Some of the Ontario residents' fears may be unfounded. Renee de la Torre, a Mexican academic, noted that the sexual abuse allegations focus on Joaquin and the Guadalajara church--not congregations in other areas.

"One thing is the church . . . another thing is the Hermosa Provincia, the center of power," said De la Torre, who has written a book about La Luz del Mundo.

She noted that even church dissidents in Los Angeles, who have accused Joaquin of creating a cult of personality, do not allege sexual abuse.

As for church control of members, De la Torre said that La Luz del Mundo closely supervises the community in Hermosa Provincia, requiring individuals to seek permission from church members known as "guardians" to travel or study outside the area. The guardians monitor attendance at daily religious services and contributions by members, who are required to donate at least 10% of their salaries.

But La Luz del Mundo churches outside Guadalajara are not as strict, De la Torre said.

A Counterattack Against Church's Foes

Stung by the attacks, La Luz del Mundo is fighting back. In a rare appearance recently at the church's modernistic temple in Guadalajara--a building as tall as the planned Catholic cathedral in Los Angeles--Joaquin lashed out at his enemies.

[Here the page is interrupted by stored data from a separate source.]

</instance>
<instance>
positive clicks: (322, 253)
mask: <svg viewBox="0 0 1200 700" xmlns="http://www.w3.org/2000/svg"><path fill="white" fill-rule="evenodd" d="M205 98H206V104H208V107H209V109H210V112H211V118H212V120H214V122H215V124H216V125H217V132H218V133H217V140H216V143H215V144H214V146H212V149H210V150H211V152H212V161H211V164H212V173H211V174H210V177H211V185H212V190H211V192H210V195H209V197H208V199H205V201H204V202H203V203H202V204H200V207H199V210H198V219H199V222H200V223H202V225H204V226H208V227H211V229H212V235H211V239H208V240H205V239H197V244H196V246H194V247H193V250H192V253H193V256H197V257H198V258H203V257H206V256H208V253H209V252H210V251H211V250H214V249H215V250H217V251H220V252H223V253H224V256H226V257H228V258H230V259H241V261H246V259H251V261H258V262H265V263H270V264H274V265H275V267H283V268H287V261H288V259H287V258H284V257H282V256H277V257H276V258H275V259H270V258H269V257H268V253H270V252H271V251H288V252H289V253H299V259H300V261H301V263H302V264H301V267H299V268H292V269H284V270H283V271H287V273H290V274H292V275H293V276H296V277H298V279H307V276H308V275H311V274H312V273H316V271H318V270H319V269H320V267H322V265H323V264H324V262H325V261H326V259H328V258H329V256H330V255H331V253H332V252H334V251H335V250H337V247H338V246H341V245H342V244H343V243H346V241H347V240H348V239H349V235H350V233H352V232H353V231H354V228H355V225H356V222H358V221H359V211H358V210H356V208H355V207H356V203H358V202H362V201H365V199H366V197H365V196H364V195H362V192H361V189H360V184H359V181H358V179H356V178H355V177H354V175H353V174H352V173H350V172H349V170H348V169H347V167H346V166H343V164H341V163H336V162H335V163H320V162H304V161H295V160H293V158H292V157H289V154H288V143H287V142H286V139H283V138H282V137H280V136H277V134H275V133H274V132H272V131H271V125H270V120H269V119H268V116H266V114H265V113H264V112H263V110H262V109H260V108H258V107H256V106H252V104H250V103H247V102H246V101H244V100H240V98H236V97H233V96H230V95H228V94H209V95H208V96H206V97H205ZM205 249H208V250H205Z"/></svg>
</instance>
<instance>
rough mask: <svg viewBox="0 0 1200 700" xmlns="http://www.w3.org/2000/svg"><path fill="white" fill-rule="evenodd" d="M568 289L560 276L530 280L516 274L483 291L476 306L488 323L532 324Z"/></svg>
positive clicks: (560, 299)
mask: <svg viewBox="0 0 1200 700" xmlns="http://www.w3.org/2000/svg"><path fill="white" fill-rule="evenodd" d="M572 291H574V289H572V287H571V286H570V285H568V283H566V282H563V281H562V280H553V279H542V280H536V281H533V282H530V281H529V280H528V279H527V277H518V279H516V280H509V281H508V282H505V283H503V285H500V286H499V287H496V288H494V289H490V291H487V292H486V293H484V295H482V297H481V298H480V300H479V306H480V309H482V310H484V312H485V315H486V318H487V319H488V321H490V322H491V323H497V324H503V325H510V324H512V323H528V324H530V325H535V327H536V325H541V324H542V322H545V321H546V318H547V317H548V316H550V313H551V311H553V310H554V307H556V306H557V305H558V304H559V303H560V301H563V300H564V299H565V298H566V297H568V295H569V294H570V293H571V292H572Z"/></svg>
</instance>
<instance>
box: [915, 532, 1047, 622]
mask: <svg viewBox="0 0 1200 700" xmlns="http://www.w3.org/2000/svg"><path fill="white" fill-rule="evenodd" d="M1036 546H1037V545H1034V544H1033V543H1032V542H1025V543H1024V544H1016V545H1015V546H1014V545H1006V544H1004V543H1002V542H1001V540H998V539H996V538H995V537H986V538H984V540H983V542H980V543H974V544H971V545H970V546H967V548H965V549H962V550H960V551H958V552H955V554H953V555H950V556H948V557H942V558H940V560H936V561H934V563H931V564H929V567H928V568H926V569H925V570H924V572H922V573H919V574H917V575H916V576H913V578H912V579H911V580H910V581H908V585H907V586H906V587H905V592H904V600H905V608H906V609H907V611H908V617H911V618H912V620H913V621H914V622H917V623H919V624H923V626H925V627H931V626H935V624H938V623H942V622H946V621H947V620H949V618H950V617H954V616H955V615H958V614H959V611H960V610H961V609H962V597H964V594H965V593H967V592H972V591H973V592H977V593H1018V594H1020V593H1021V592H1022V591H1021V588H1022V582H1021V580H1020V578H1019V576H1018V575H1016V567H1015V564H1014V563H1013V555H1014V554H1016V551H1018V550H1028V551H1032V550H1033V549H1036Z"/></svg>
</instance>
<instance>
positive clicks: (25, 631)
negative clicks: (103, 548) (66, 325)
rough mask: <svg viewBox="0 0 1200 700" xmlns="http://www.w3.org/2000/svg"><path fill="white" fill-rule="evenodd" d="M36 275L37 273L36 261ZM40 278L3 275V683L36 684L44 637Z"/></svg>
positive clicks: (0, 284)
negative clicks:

"What do they want? To turn this temple we built into a dance hall, a home of prostitution!" he thundered. When he asked if the church would be destabilized by the accusations, the congregation cried, "No!"

Church members have published a book and made up posters attacking Joaquin's accusers. La Luz del Mundo representatives say critics are intolerant of their faith, which is based on a strict interpretation of the Bible and frequent attendance at religious services marked by singing, weeping and, sometimes, speaking in tongues.

"We think there's an effort to stop the growth of religious groups like ours," said Silva, the church spokesman.

It's hardly surprising that La Luz del Mundo would suspect it's being persecuted. Mexico's Catholic Church, which counts about 85% of the population as members, has reacted with hostility to the rapid growth in recent years of evangelical churches, which it calls "sects." Membership in the small churches grew more than 50%, to 3.5 million, from 1980 to 1990, according to the latest available official figures.

"Sects, like flies, need to be gotten rid of," was the analysis of Girolamo Prigione, the Vatican's former envoy to Mexico.